Summary: In last month's Java theory and practice, columnist Brian Goetz reviewed the basic algorithms for garbage collection. This month, he goes a step further and examines how the 1.4.1 JVM actually handles garbage collection, including some of the new garbage collection options for multiprocessor systems.
Figure 1. Intergenerational references
Figure 2. 1.4.1 garbage collection options (courtesy of Folgmann IT-Consulting)
Last month, we looked at the classic garbage collection techniques of reference counting, copying, mark-sweep, and mark-compact. Each of these approaches has advantages and disadvantages in certain situations. For example, copying does well when a large proportion of objects are garbage, but does poorly with many long-lived objects (copying them repeatedly). Conversely, mark-compact does quite well with long-lived objects (copying them only once), but not so well with many short-lived objects. The technique used by the 1.2 and later JVMs, called generational garbage collection, combines these two techniques to get the best of both worlds, and as a bonus provides very low object allocation overhead.
In any application heap, some objects become garbage shortly after their creation, some survive for a long time and then become garbage, and others can remain live for the entirety of the program's run. Empirical studies have shown that for most object-oriented languages, the Java language included, the vast majority of objects -- as much as 98 percent, depending on your metric for object youth -- die young. One can measure an object's age in wall-clock seconds, in total bytes allocated by the memory management subsystem since the object was allocated, or the number of garbage collections since the object was allocated. But no matter how you measure, the studies show the same thing -- most objects die young. The fact that most objects die young has significance for the choice of collector. In particular, copying collectors perform quite well when the majority of objects die young, since copying collectors do not visit dead objects at all; they simply copy the live objects to another heap region, then reclaim the whole of the remaining space in one fell swoop.
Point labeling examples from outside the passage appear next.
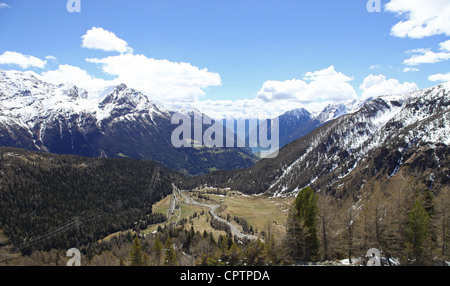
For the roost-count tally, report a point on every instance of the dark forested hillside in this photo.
(49, 201)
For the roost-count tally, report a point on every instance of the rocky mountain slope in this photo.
(386, 134)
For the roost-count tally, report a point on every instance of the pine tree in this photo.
(417, 233)
(136, 254)
(157, 248)
(171, 256)
(307, 211)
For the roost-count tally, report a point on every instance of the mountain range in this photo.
(326, 150)
(115, 122)
(385, 135)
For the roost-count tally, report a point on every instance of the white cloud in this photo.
(439, 77)
(51, 58)
(23, 61)
(76, 76)
(409, 69)
(378, 85)
(101, 39)
(424, 56)
(162, 80)
(326, 84)
(421, 18)
(445, 46)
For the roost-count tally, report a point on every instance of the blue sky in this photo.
(236, 52)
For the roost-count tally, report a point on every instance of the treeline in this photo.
(168, 247)
(60, 201)
(405, 221)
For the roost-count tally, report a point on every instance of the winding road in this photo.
(213, 208)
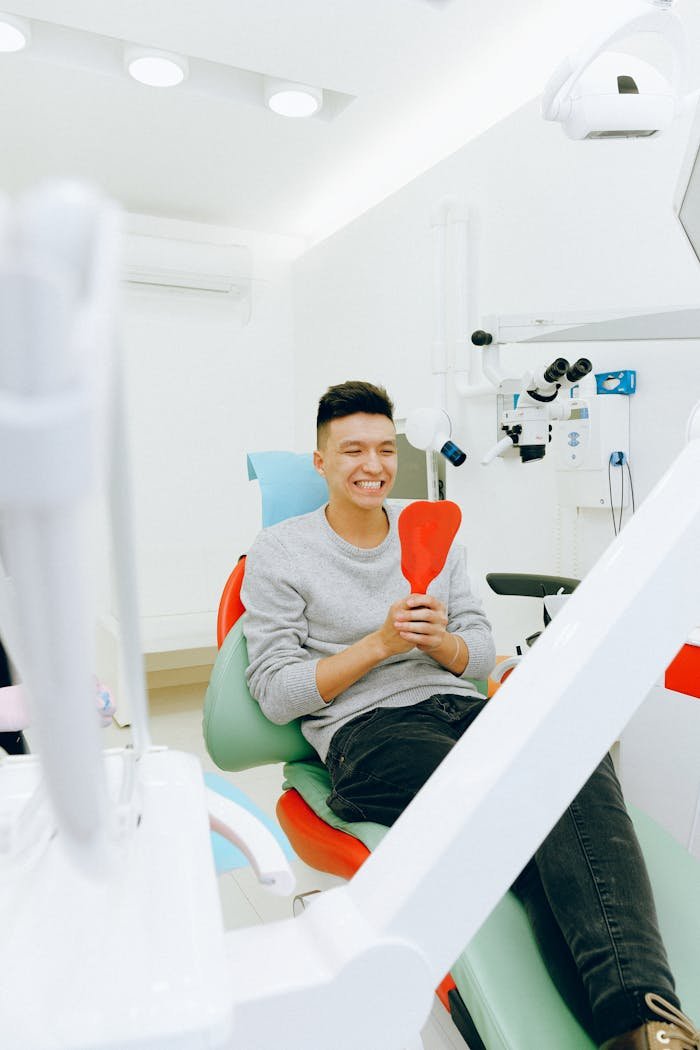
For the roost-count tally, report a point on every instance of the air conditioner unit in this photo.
(188, 266)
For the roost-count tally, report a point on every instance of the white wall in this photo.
(203, 389)
(559, 226)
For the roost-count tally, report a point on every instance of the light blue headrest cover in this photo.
(289, 484)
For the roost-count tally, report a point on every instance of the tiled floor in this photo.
(175, 721)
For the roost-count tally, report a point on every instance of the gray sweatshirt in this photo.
(309, 593)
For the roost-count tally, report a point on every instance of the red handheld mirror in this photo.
(426, 530)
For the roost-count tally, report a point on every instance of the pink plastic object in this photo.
(426, 530)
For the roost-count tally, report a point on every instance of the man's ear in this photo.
(318, 462)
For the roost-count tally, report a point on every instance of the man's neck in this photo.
(362, 528)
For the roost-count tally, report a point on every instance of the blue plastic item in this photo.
(616, 382)
(227, 857)
(289, 484)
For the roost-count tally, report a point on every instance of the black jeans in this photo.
(586, 889)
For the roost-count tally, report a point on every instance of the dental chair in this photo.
(499, 992)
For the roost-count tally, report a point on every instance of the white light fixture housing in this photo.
(155, 68)
(288, 99)
(15, 33)
(598, 93)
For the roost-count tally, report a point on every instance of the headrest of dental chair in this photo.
(289, 484)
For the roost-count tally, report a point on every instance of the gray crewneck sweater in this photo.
(309, 593)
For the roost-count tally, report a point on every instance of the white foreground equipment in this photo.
(111, 931)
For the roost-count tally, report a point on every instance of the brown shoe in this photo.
(675, 1031)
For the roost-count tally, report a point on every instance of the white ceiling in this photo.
(426, 78)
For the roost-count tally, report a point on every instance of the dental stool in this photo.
(499, 992)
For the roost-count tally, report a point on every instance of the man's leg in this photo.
(381, 759)
(595, 881)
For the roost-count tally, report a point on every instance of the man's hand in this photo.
(420, 622)
(389, 637)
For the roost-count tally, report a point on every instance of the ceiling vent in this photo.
(170, 265)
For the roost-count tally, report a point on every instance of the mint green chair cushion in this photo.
(237, 734)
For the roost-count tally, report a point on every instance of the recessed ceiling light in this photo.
(14, 33)
(155, 68)
(292, 100)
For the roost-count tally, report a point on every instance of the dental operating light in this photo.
(155, 68)
(288, 99)
(430, 429)
(600, 93)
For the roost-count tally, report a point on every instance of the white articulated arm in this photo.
(259, 845)
(424, 893)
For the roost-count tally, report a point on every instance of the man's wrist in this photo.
(376, 647)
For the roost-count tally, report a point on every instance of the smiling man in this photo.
(382, 684)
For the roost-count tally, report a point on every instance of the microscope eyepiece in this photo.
(481, 338)
(578, 370)
(557, 369)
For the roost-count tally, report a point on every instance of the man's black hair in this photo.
(354, 395)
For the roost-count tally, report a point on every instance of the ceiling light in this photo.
(14, 33)
(292, 100)
(155, 68)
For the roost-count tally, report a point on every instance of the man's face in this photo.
(358, 460)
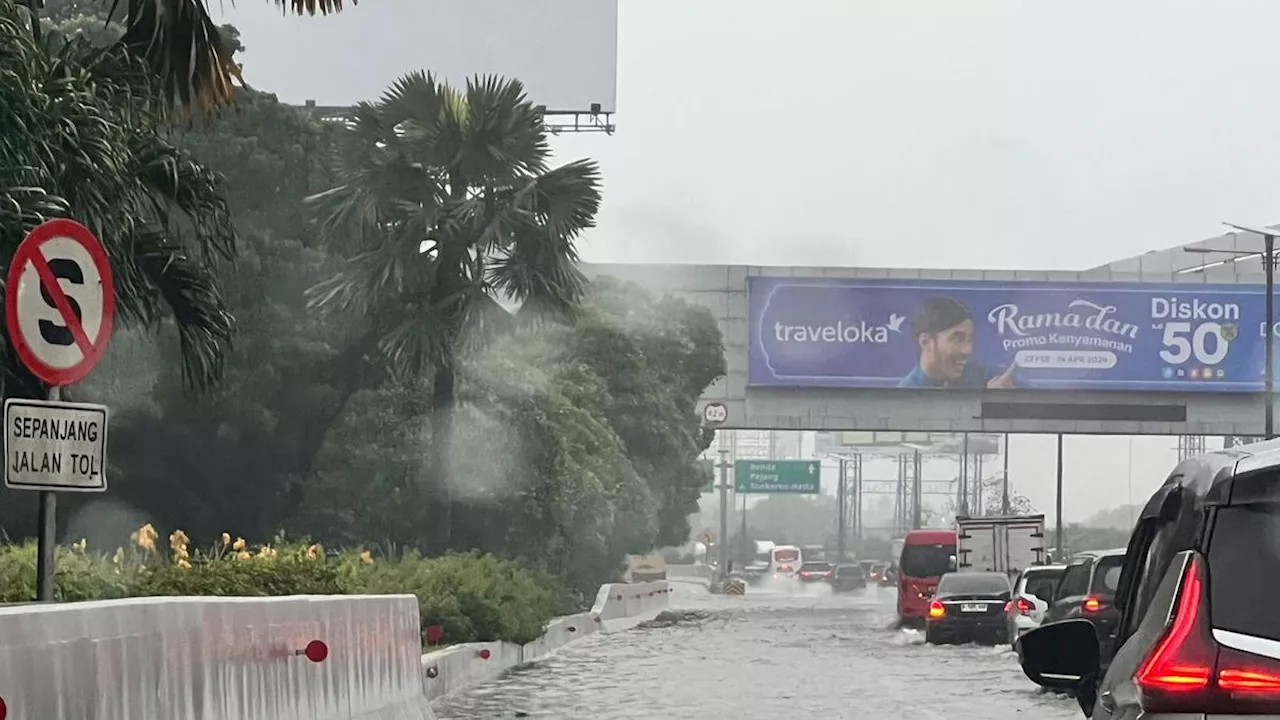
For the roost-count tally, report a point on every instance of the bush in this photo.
(474, 597)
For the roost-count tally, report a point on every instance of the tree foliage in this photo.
(571, 427)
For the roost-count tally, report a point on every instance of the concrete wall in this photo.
(722, 290)
(617, 607)
(204, 657)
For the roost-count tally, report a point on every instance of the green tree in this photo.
(190, 58)
(161, 215)
(443, 204)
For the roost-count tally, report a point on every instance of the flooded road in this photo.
(768, 656)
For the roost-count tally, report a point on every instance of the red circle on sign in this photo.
(316, 651)
(30, 254)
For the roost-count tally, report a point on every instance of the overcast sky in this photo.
(986, 133)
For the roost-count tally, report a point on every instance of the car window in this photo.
(927, 560)
(1244, 569)
(1106, 575)
(974, 583)
(1075, 580)
(1042, 583)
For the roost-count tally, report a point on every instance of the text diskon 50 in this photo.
(1205, 343)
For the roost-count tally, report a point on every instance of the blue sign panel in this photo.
(869, 333)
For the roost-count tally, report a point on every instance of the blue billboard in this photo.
(976, 335)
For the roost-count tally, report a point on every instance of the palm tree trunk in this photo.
(443, 400)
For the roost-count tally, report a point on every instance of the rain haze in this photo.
(973, 135)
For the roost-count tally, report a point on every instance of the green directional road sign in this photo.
(707, 469)
(798, 477)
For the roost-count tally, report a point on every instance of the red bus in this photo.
(927, 555)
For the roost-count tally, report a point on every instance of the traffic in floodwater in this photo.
(784, 650)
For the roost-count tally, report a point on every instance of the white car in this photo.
(1032, 593)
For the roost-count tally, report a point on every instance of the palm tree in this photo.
(87, 146)
(446, 206)
(179, 42)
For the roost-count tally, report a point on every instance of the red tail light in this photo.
(1188, 671)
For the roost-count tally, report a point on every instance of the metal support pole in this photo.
(1060, 548)
(46, 550)
(1269, 373)
(723, 540)
(841, 504)
(917, 492)
(1004, 488)
(858, 497)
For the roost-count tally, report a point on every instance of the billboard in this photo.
(565, 51)
(987, 335)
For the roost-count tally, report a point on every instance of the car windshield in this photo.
(927, 560)
(1244, 569)
(1106, 575)
(1041, 583)
(974, 583)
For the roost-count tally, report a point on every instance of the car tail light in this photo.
(1188, 671)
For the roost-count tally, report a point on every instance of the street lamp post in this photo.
(1269, 245)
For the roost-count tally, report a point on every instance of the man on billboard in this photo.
(944, 329)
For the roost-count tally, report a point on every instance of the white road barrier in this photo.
(314, 657)
(617, 607)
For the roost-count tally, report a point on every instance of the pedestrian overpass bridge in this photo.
(1168, 342)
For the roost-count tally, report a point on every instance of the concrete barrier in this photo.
(617, 607)
(314, 657)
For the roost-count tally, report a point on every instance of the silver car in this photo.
(1032, 595)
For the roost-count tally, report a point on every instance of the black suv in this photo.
(1087, 589)
(1196, 634)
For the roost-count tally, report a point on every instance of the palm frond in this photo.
(444, 208)
(186, 49)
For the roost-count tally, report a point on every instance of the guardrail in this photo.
(314, 657)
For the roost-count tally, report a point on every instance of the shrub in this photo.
(472, 596)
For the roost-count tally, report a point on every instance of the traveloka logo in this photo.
(841, 332)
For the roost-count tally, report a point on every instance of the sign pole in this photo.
(46, 548)
(841, 504)
(723, 540)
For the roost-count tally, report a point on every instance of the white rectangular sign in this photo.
(54, 446)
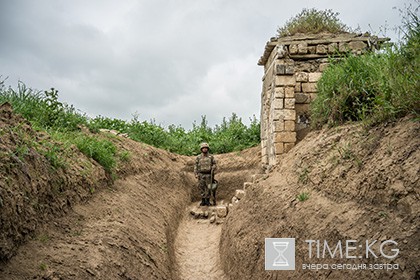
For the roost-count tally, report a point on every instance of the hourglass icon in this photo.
(280, 247)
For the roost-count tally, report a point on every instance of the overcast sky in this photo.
(171, 61)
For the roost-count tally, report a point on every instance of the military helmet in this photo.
(204, 145)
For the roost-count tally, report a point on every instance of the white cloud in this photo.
(171, 61)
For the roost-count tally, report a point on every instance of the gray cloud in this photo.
(171, 61)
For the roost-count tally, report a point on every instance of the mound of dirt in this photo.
(32, 191)
(76, 222)
(346, 183)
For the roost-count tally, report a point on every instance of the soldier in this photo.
(204, 168)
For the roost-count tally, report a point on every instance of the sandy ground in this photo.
(197, 249)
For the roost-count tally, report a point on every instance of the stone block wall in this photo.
(292, 67)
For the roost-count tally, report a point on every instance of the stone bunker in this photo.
(292, 67)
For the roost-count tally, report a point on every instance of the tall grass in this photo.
(313, 21)
(46, 112)
(374, 87)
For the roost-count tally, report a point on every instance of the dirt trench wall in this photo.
(292, 67)
(32, 191)
(76, 222)
(362, 185)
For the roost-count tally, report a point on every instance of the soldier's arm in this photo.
(196, 167)
(214, 164)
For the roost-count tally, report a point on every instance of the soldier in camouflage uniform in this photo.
(204, 168)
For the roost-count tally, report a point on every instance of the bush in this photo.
(313, 21)
(373, 87)
(102, 151)
(46, 112)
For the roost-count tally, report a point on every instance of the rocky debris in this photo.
(240, 194)
(221, 211)
(234, 200)
(247, 185)
(213, 213)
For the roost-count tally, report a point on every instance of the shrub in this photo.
(373, 87)
(46, 112)
(102, 151)
(313, 21)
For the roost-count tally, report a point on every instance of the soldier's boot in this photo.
(203, 202)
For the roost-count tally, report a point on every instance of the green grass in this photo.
(372, 88)
(303, 196)
(46, 112)
(102, 151)
(313, 21)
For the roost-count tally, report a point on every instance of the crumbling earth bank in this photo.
(88, 227)
(362, 184)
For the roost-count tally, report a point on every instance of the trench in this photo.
(197, 248)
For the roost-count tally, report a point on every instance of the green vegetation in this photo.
(64, 123)
(303, 196)
(312, 21)
(375, 87)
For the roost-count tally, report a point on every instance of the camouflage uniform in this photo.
(204, 165)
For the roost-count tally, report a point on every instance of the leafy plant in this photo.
(102, 151)
(313, 21)
(374, 87)
(303, 196)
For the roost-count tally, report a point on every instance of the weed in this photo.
(43, 266)
(43, 238)
(345, 151)
(303, 196)
(303, 176)
(383, 214)
(102, 151)
(125, 156)
(51, 153)
(374, 87)
(21, 151)
(313, 21)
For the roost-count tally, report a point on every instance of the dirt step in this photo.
(197, 245)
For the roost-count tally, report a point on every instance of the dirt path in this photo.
(197, 249)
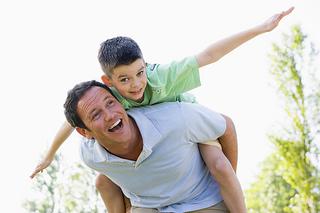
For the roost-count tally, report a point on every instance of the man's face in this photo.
(130, 80)
(105, 118)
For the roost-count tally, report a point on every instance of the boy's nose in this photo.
(135, 84)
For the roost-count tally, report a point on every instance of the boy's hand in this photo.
(41, 166)
(274, 20)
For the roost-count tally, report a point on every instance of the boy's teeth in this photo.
(115, 124)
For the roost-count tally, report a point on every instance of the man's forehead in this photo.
(91, 97)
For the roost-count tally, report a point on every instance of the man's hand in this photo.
(274, 20)
(41, 166)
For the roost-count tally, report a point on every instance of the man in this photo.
(151, 153)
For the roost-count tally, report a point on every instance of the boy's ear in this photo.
(106, 80)
(84, 132)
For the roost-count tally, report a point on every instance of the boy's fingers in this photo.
(288, 11)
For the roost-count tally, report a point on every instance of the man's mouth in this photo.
(117, 125)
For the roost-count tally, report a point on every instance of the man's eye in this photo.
(96, 116)
(110, 103)
(140, 73)
(124, 80)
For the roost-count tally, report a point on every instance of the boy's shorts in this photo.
(213, 143)
(217, 208)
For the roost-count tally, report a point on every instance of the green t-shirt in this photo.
(167, 83)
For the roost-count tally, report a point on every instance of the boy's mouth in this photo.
(136, 92)
(117, 125)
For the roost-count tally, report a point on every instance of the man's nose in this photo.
(108, 115)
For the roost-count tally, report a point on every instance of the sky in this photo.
(49, 46)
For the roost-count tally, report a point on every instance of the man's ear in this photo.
(106, 80)
(84, 132)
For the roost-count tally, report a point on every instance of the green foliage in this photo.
(289, 180)
(69, 190)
Of the objects that survive past their first collection, a significant portion of those will become long-lived or permanent. The various garbage collection strategies perform very differently depending on the mix of short-lived and long-lived objects. Copying collectors work very well when most objects die young, because objects that die young never need to be copied at all. However, the copying collector deals poorly with long-lived objects, repeatedly copying them back and forth from one semi-space to another. Conversely, mark-compact collectors do very well with long-lived objects, because long-lived objects tend to accumulate at the bottom of the heap and then do not need to be copied again. Mark-sweep and mark-compact collectors, however, expend considerably more effort examining dead objects, because they must examine every object in the heap during the sweep phase.
A generational collector divides the heap into multiple generations. Objects are created in the young generation, and objects that meet some promotion criteria, such as having survived a certain number of collections, are then promoted to the next older generation. A generational collector is free to use a different collection strategy for different generations and perform garbage collection on the generations separately.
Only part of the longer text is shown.